Savaştıkça başarı kazanmaktalar. Tabii ki tüm uygar dünya ve kamuoyu onlara yardım etmeli ve onları desteklemeli ki ancak böyle Ortadoğu’da radikal dinciliğin gelişmesinin önü alınabilir. Kürtlerin mücadelesi sadece silahlı olmayıp hayatın her alanına ilişkindir. Bu mücadele kültürel, ulusal, sosyal, ekonomik, siyasal ve daha da birçok boyutta yürütülmekte. Bölge halklarının eşit ve özgürce yaşamaları için verilen bir mücadeledir. Bu mücadele giderek daha da büyümekte ve daha da çok destek görmekte.

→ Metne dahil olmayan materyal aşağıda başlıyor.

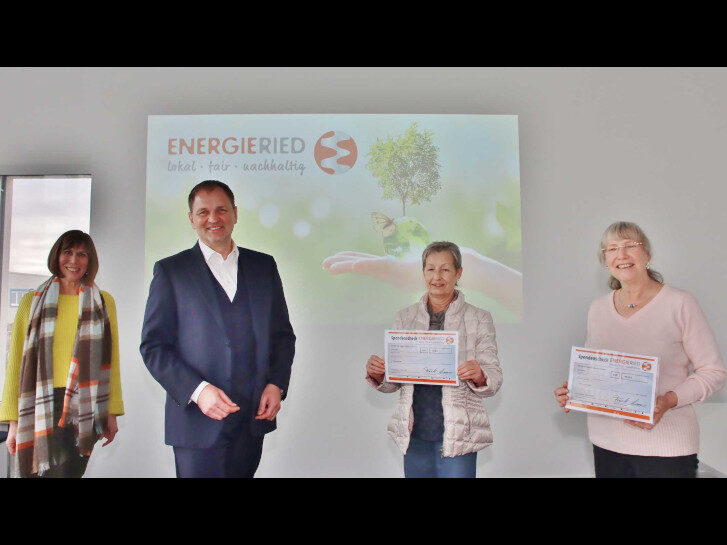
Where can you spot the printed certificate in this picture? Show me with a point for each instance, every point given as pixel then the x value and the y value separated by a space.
pixel 421 357
pixel 613 384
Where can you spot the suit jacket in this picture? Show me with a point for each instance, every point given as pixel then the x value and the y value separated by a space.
pixel 184 342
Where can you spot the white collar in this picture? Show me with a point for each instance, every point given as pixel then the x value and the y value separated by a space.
pixel 208 252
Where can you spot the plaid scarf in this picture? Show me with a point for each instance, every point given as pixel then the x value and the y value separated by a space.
pixel 85 406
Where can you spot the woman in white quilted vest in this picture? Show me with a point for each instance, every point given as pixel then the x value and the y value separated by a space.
pixel 439 429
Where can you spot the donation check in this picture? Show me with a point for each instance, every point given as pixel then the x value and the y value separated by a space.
pixel 421 357
pixel 613 384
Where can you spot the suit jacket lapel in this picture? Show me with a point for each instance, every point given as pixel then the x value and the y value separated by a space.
pixel 254 296
pixel 201 279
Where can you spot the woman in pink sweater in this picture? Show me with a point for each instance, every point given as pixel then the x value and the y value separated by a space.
pixel 644 316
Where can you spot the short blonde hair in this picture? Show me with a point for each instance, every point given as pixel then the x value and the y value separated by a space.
pixel 620 230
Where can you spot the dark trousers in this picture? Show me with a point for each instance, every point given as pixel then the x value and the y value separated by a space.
pixel 423 460
pixel 62 445
pixel 611 464
pixel 235 454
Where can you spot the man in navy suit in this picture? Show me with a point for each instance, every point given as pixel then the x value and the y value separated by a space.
pixel 217 337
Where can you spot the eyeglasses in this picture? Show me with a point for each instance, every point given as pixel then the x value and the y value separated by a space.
pixel 613 250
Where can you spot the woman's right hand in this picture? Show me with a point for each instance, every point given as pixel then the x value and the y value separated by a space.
pixel 561 395
pixel 12 434
pixel 375 368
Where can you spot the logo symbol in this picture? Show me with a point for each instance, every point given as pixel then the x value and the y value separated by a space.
pixel 335 152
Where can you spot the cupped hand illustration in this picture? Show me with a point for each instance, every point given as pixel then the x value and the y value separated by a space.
pixel 405 275
pixel 480 273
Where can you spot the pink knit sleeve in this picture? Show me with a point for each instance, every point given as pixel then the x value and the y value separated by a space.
pixel 701 347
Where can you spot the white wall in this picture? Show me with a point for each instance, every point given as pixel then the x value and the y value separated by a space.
pixel 596 145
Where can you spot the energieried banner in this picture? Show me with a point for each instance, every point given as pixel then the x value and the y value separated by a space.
pixel 347 203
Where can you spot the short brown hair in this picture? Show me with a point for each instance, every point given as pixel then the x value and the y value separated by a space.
pixel 71 239
pixel 209 185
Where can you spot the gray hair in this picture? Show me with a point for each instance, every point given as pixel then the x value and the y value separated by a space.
pixel 626 229
pixel 443 246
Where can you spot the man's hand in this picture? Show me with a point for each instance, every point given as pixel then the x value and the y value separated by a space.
pixel 471 370
pixel 269 403
pixel 12 435
pixel 214 403
pixel 111 430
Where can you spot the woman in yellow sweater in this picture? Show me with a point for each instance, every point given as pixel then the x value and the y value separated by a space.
pixel 62 386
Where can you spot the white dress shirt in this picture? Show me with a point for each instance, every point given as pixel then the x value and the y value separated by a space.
pixel 225 271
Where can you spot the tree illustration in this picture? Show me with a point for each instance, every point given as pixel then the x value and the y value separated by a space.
pixel 406 166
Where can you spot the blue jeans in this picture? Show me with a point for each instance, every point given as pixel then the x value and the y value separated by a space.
pixel 423 459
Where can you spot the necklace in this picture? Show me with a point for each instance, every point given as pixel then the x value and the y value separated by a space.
pixel 630 305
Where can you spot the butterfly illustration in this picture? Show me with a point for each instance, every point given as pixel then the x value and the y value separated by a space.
pixel 383 224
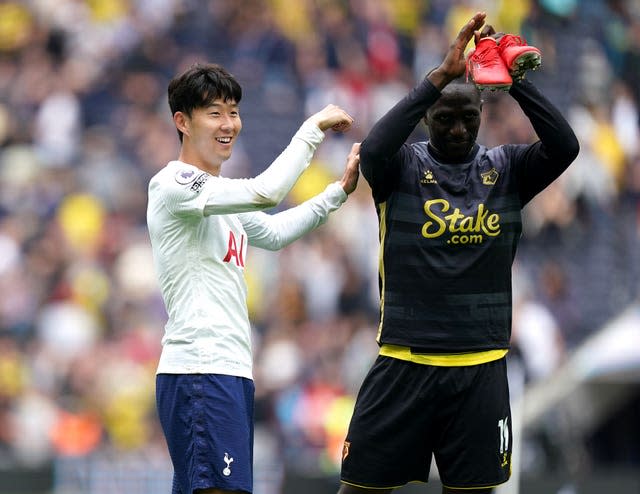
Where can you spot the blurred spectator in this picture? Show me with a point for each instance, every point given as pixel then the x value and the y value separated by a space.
pixel 84 123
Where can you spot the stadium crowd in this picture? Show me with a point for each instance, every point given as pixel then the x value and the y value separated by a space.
pixel 84 123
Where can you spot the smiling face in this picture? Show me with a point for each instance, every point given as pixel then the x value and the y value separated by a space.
pixel 209 134
pixel 453 121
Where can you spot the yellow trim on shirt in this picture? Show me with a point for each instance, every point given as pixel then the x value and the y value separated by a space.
pixel 442 359
pixel 383 234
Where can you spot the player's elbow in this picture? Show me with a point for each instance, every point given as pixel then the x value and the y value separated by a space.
pixel 573 149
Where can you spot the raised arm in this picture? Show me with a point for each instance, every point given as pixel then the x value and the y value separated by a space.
pixel 276 231
pixel 381 150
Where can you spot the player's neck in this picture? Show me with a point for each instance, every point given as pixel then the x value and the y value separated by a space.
pixel 197 161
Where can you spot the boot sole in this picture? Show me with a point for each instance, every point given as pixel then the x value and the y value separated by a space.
pixel 526 61
pixel 494 87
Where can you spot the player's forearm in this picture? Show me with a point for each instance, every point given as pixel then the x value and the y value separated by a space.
pixel 392 130
pixel 276 231
pixel 275 182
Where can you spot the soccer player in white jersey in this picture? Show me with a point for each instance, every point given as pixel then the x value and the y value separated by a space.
pixel 200 225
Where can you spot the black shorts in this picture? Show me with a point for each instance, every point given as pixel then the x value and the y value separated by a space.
pixel 407 412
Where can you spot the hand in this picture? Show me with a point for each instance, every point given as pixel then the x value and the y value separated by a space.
pixel 487 31
pixel 332 117
pixel 351 171
pixel 454 63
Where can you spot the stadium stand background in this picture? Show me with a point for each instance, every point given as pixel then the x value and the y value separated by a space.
pixel 84 123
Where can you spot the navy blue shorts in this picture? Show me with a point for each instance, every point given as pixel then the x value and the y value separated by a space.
pixel 407 413
pixel 207 421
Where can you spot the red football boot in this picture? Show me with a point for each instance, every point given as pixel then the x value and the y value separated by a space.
pixel 486 66
pixel 518 56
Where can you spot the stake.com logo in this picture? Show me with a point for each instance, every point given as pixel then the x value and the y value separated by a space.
pixel 464 229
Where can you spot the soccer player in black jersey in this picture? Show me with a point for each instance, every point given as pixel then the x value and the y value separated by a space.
pixel 450 219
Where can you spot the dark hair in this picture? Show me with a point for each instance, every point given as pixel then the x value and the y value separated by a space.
pixel 199 86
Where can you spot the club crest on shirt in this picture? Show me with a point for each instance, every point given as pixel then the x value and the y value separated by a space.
pixel 428 178
pixel 490 177
pixel 185 176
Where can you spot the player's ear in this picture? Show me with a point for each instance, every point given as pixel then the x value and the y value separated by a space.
pixel 181 122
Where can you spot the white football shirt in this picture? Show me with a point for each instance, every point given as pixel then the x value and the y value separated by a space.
pixel 200 226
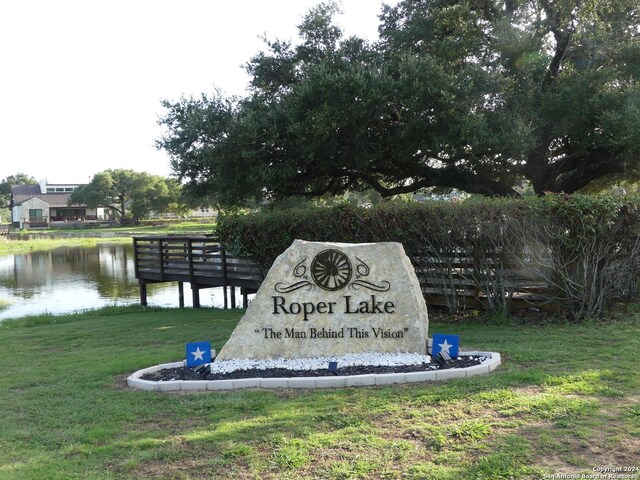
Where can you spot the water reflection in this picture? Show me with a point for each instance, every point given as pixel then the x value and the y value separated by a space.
pixel 75 278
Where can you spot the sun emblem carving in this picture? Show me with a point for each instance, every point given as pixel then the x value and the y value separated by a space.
pixel 331 270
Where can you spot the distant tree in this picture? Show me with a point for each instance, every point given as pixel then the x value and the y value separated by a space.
pixel 129 193
pixel 474 95
pixel 11 180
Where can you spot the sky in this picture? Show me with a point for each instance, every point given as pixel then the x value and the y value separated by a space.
pixel 81 81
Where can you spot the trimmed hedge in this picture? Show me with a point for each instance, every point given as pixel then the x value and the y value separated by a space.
pixel 584 249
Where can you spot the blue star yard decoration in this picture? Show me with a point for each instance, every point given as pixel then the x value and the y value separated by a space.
pixel 198 353
pixel 445 343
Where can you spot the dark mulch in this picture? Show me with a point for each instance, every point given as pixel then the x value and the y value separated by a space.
pixel 203 373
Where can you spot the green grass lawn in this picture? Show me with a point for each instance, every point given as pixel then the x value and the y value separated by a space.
pixel 565 401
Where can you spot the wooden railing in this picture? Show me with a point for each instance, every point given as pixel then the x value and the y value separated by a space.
pixel 201 261
pixel 460 282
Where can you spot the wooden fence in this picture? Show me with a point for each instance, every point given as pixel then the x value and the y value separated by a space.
pixel 201 261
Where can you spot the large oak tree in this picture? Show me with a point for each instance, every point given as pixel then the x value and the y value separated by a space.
pixel 472 94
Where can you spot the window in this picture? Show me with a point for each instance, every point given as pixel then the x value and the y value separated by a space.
pixel 35 214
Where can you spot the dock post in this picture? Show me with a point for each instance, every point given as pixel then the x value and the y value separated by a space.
pixel 233 297
pixel 143 293
pixel 195 295
pixel 245 299
pixel 181 294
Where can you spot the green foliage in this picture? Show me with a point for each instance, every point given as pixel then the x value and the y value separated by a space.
pixel 5 188
pixel 472 95
pixel 586 249
pixel 131 194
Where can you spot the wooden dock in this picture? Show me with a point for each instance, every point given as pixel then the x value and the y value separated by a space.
pixel 199 260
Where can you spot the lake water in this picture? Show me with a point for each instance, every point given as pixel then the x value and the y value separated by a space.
pixel 69 279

Tabii ki bizim sormamız gereken soru tarihten bu yana gelen Kürtlerle dostane ilişkilere rağmen niye Rusya pasif kalmaktadır? Rusya resmî merkezi yönetimlerle ilişkiler içerisindedir bundan dolayı da Kürtlerle ve onların örgütleriyle ilişkilenmeye çekinmekte.
İlişkilerin hiç olmadığını söyleyemeyiz belki ama çok zayıftır. Kanımca Rusya, Kürtlerle ve onların liderleriyle olan ilişkilerini daha da aktifleştirip, onlarla birlikte Ortadoğu’daki tehlikelere karşı mücadele etmeli.